とにかく勝たなければ兄さんを助けられないのですから。

「ん? なに?」
「ど……どうすれば翡翠の頭突きスペシャルを防げるんですかっ?」
「その質問の答えを聞かせるわけには行きません」

しゅしゅしゅしゅ。

「わ、うわ、ちょ、ちょっと!」

おたまの連続攻撃をなんとかかわしていく。

「んー? どうしても知りたい?」
「もったいぶらないで早く教えなさいっ!」
「はぁ。つまりね。
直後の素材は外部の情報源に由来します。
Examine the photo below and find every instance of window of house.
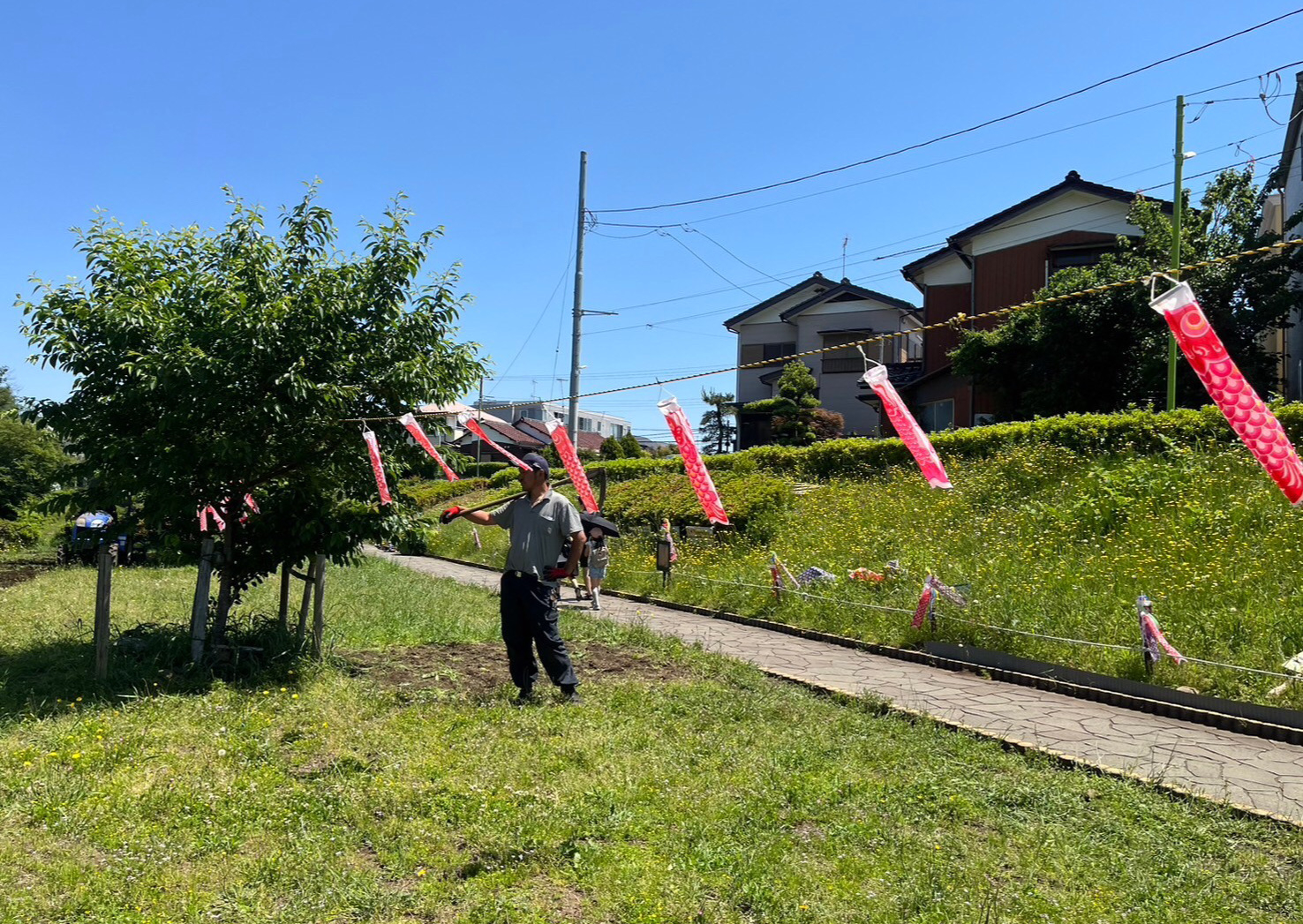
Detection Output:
[919,397,955,432]
[742,342,796,366]
[1045,244,1117,280]
[821,330,873,375]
目には目を、歯には歯でいけばいいのよ」
「といいますと?」
「妹も頭突きで対抗っ! 相打ちKO! ……ってのは?」
「ああもう! あなたなんかに聞いた私がバカでしたっ!」

まったく参考にもなりやしないじゃないですかっ!

「あんな翡翠の頑丈なものと対抗したら私の頭がどうにか……」

頑丈なものと対抗したら頭がどうにかなってしまう?

「……」
「秋葉さま、お覚悟をっ!」
「いたっ!」

おたまが脇腹に突き刺さった。

たかがおたまといえどもこれは痛い。

思わず脇腹を抑えてしまう。

「秋葉さま、これで終わりにして差し上げます」
「くっ……」

翡翠が私の側頭部を掴む。

そして今までで最大限に頭を後方へ引いた。

つまり最大の威力で頭突きを当てるつもりなのだ。

けれど、それがいけなかった。

「勝ちをあせったわね……!」

翡翠の両手は私の頭を押さえている。

つまり私がどう動こうとそれを防ぐ事は出来ないのだ。

「なっ……」

私は、手に持っていたフライパンを翡翠と私の顔の間に挟んだ。

そして翡翠の動きは止まらない。
 

くわぁーん!
 

持っている手に凄い振動が響いてきた。

そしてそれ以上の衝撃を翡翠の頭に与える事が出来たという事である。

くらり。

後ろへよろめく翡翠。

「頭を……ダメージです」

はたり。

そして地面へと倒れるのであった。

「か、勝った……」
「ずいぶん苦戦したわねえ」
「……それだけ強敵だったんですよ」

本当に、翡翠がここまでやるとは思えませんでした。

「わたしの助言、役に立ったでしょ」
「ぬう」

確かにアルクェイドさんの言葉がなければこの防御は考えなかったでしょう。

目には目を歯には歯を。

鉄のような翡翠の頭には同じく鉄をぶつけるのが一番だったんです。

「……そ、その、ありがとうございます」

癪ですが一応礼を言っておきました。

この人に借りを作るのはもっと嫌ですもんね。

「えへへー」

にぱっとした笑いを見せるアルクェイドさん。

「……まったく」

どこをどうしたらこんな笑い方が出来るんでしょうね。

「でも、この子どうしてわたしたちに戦いを挑んできたのかしらね」
「それは私にもわかりませんよ」

翡翠は自宅で待機しているはずだったのに。

ここにいたこと自体がおかしいんです。

「うーん」
「そういうのは本人に聞くのが一番ですね」
「気付くまで待つって事?」
「担いでやって頂けませんか? 体育館あたりで寝かせて気付くのを待ちましょう」
「いいわよ。そのかわり雑魚敵の相手は任せるからね」
「上等です」
 

私たちは冷峰学園の門を開き、体育館へと進むのでした。